Still there's the benchmark. I remembered timsort.txt shows comparison counts relative to the log_2(n!) bound and it's only like 1% worse, so the >30% improvement over Timsort at the high end has to come from some other factor. I'm thinking it is actually cache effects—not because the algorithm has inherently better cache properties, as it's just a merge sort at large scales, but because it copies the array to ints internally rather than using a generic comparison. That would be a poor result, as good comparison sorts compiled for 4-byte data are many times faster than Timsort.
tim-peters 27 days ago [-]
I want to thank you for your analysis! I'm the "timsort" guy, and I'm asked to look at all sorts of things. The devil is in the details, and I've given up bothering to look unless a paper spells out sufficient details up front. Else it's a pit I'd rather not get sucked into.

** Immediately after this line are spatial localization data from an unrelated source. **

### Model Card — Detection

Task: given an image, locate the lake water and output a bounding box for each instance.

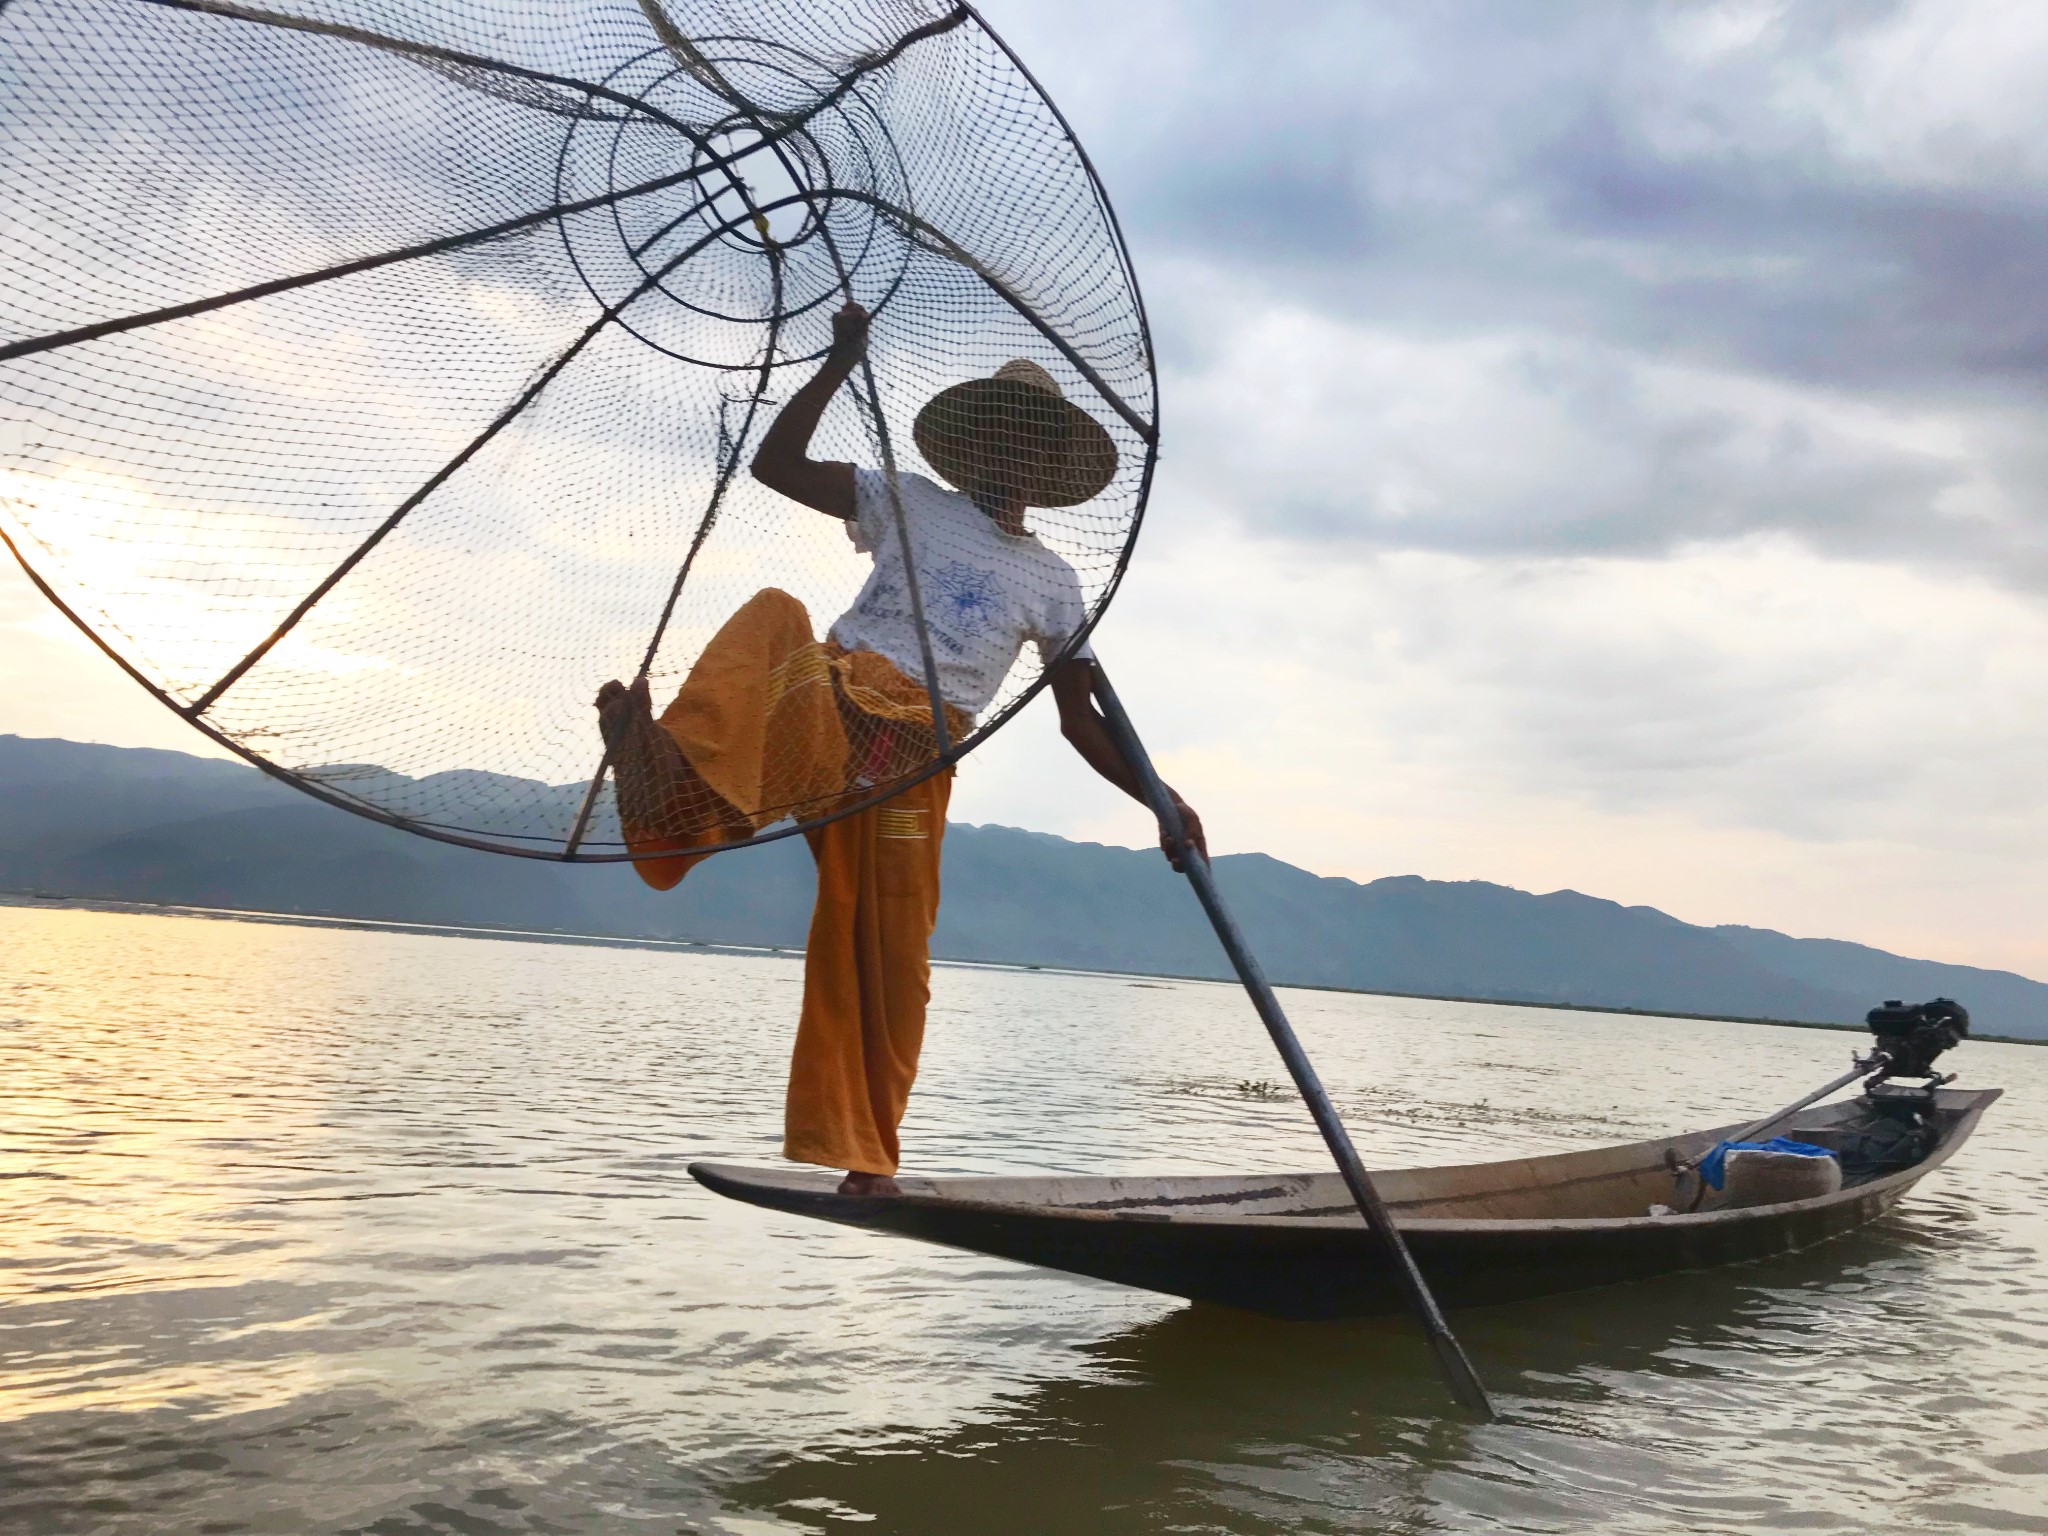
[1,900,2042,1534]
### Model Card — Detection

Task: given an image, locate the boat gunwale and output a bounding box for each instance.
[689,1086,2000,1238]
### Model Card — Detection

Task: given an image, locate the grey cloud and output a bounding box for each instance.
[1154,319,2045,583]
[1102,4,2048,397]
[978,0,2048,584]
[1526,107,2048,391]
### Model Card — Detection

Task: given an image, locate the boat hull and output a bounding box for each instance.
[690,1087,1998,1319]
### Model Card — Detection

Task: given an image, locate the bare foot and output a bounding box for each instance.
[595,675,653,750]
[836,1171,901,1197]
[596,675,692,836]
[595,677,633,745]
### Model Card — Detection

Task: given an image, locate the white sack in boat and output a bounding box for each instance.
[1703,1145,1843,1210]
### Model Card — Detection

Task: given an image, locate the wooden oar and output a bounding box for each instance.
[1088,664,1496,1421]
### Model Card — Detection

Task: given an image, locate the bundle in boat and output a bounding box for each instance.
[1691,1138,1842,1212]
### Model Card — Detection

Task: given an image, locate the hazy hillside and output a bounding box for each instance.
[5,733,2043,1038]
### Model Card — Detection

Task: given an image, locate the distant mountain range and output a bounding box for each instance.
[4,732,2044,1039]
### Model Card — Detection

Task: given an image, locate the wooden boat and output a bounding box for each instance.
[691,1085,1999,1319]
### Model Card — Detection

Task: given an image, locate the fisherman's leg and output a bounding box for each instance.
[855,770,951,1187]
[782,770,950,1188]
[597,588,833,890]
[784,809,898,1179]
[662,588,846,819]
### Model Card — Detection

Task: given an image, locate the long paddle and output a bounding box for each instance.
[1088,663,1496,1421]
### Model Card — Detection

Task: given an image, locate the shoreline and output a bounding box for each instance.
[5,888,2041,1045]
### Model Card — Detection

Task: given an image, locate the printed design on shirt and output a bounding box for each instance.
[857,574,902,614]
[924,561,1003,636]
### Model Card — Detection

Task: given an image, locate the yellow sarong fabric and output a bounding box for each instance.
[785,767,950,1175]
[658,588,849,827]
[616,586,965,1175]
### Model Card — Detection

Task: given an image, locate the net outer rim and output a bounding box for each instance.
[0,0,1161,864]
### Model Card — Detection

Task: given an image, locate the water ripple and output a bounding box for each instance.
[1,902,2042,1534]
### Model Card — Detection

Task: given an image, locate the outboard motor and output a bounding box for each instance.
[1847,997,1968,1177]
[1863,997,1969,1082]
[1668,996,1972,1203]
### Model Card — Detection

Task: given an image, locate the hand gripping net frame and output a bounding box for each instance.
[0,0,1159,861]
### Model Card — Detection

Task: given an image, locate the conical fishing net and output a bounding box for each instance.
[0,0,1156,859]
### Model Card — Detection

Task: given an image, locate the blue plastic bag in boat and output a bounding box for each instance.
[1699,1136,1835,1191]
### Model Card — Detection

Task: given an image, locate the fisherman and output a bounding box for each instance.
[597,301,1204,1196]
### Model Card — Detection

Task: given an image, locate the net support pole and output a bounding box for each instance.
[640,2,952,760]
[861,361,951,758]
[1087,662,1496,1422]
[815,236,949,757]
[561,258,789,860]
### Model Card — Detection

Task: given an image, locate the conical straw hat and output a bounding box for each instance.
[912,358,1118,509]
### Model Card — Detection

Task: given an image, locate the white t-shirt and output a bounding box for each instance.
[829,467,1093,717]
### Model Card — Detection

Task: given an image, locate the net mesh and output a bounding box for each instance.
[0,0,1156,859]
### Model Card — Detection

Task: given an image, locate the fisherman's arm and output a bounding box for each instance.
[1049,655,1207,871]
[750,301,869,519]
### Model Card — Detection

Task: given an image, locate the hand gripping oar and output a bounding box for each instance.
[1088,663,1496,1421]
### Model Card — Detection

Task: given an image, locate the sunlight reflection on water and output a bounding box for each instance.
[0,901,2042,1534]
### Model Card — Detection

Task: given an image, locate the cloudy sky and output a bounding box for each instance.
[6,0,2047,975]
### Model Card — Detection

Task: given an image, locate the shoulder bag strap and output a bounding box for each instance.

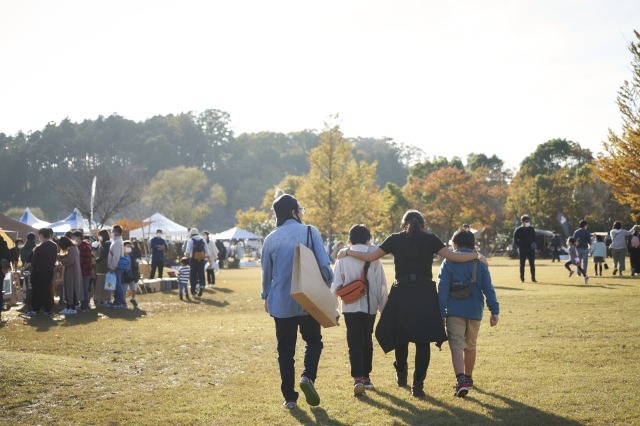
[471,260,478,283]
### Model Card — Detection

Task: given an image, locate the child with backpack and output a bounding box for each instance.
[438,228,499,398]
[330,225,388,397]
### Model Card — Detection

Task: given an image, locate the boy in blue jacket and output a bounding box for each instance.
[438,228,499,398]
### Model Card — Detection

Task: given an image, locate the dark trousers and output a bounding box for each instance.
[274,315,323,402]
[519,248,536,280]
[150,260,164,279]
[344,312,376,378]
[31,270,54,313]
[552,247,560,261]
[566,261,586,276]
[206,268,215,284]
[189,259,206,293]
[395,340,430,381]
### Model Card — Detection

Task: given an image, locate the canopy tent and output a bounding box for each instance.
[18,207,51,229]
[213,227,263,241]
[114,218,153,231]
[0,213,39,242]
[49,208,92,234]
[129,213,189,240]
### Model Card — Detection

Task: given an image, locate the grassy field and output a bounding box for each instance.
[1,257,639,425]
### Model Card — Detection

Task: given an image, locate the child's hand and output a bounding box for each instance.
[490,314,499,327]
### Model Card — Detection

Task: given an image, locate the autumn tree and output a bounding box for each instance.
[596,30,640,218]
[142,167,226,227]
[296,121,384,237]
[235,208,273,238]
[404,167,490,242]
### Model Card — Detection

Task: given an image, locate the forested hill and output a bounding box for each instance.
[0,109,416,230]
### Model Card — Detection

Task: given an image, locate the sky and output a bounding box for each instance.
[1,0,639,169]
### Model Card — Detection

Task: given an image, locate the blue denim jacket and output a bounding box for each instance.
[261,220,333,318]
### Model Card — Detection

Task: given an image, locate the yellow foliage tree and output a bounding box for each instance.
[297,122,384,237]
[596,30,640,218]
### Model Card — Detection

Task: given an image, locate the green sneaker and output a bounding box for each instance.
[300,376,320,406]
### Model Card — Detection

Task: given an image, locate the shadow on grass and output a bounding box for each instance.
[364,387,580,425]
[187,297,230,308]
[493,286,525,291]
[20,306,148,331]
[286,406,348,425]
[532,281,627,289]
[210,286,233,293]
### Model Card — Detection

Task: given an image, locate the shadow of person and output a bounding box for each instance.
[192,298,230,308]
[22,313,58,332]
[208,286,233,293]
[286,405,315,424]
[471,386,582,425]
[93,307,148,321]
[310,406,349,426]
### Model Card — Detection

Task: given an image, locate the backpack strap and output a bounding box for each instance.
[471,260,478,283]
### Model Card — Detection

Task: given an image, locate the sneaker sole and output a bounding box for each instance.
[353,383,365,397]
[455,388,469,398]
[300,381,320,406]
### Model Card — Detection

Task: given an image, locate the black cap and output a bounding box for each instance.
[273,194,299,227]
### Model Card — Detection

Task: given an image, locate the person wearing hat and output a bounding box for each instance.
[513,215,537,283]
[261,194,333,410]
[184,228,210,297]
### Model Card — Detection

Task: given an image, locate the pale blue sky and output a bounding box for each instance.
[1,0,638,168]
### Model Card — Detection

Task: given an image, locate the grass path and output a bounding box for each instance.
[1,258,639,425]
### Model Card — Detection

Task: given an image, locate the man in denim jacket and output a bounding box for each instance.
[261,194,333,410]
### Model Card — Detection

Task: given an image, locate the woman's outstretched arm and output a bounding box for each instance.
[437,247,488,266]
[337,247,386,262]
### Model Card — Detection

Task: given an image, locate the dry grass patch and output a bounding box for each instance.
[1,258,639,425]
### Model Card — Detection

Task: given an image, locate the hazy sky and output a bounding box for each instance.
[1,0,638,168]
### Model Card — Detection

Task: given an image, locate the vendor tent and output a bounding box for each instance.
[129,213,189,240]
[18,207,51,229]
[49,208,91,234]
[0,213,39,242]
[213,227,263,241]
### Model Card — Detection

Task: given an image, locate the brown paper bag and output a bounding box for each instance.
[290,243,337,328]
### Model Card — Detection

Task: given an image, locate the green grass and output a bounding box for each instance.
[1,258,639,425]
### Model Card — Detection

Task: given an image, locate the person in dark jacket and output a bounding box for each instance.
[550,232,561,262]
[26,228,58,316]
[513,215,536,283]
[337,210,485,398]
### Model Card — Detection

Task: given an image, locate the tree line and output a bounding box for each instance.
[3,32,640,240]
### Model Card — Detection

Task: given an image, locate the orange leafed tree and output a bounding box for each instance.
[596,30,640,218]
[404,167,489,241]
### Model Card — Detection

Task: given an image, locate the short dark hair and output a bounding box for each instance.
[613,221,622,230]
[452,228,475,249]
[596,234,604,242]
[567,237,576,244]
[58,236,75,250]
[72,230,83,239]
[15,238,24,244]
[579,220,587,228]
[38,228,53,239]
[520,215,530,222]
[112,225,123,235]
[349,224,371,245]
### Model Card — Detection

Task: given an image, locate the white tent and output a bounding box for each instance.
[18,207,51,229]
[213,227,263,241]
[129,212,189,240]
[49,208,91,234]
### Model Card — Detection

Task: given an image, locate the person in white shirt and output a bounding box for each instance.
[203,231,219,287]
[331,224,388,397]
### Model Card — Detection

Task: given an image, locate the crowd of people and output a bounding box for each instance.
[260,194,499,410]
[515,216,640,284]
[2,225,229,315]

As general things, timsort was aimed at exploiting all kinds of pre-existing order, not random lists. The only goal for the latter was to be within reach of CPython's previous highly tuned samplesort implementation (like quicksort on steroids, with much less data movement than mergesorts, but more comparisons).
As you say, for randomly ordered input it gets remarkably close to the information-theoretic lower bound on # of compares. So that's not it.
"Cache effects", maybe, but that's a pit to dig into. I'll note that while the newer "powersort" merge strategy is elegant and provably near-optimal by some relevant measures, in practice it doesn't really appear to run any faster (although cases can be _contrived_ that make it - or the older method! - run faster).
Comparison specialization (to ints) could very well account for it. CPython's general comparison machinery is _very_ expensive, even for what turn out to be native machine ints (which CPython cannot know at compile-time: everything is deduced at runtime).
CPython has since grown new machinery to do a pre-pass over the list, and do a form of cheaper comparison specialization for what turn out to be homogeneous lists of suitable types (including "small enough" ints). That alone gives enough speedup to make some of the original choices sub-optimal. For example, binary insertion sort for short runs is no longer best then. That was aimed at minimizing worst-case # of compares, but as comparisons get cheaper that has less value.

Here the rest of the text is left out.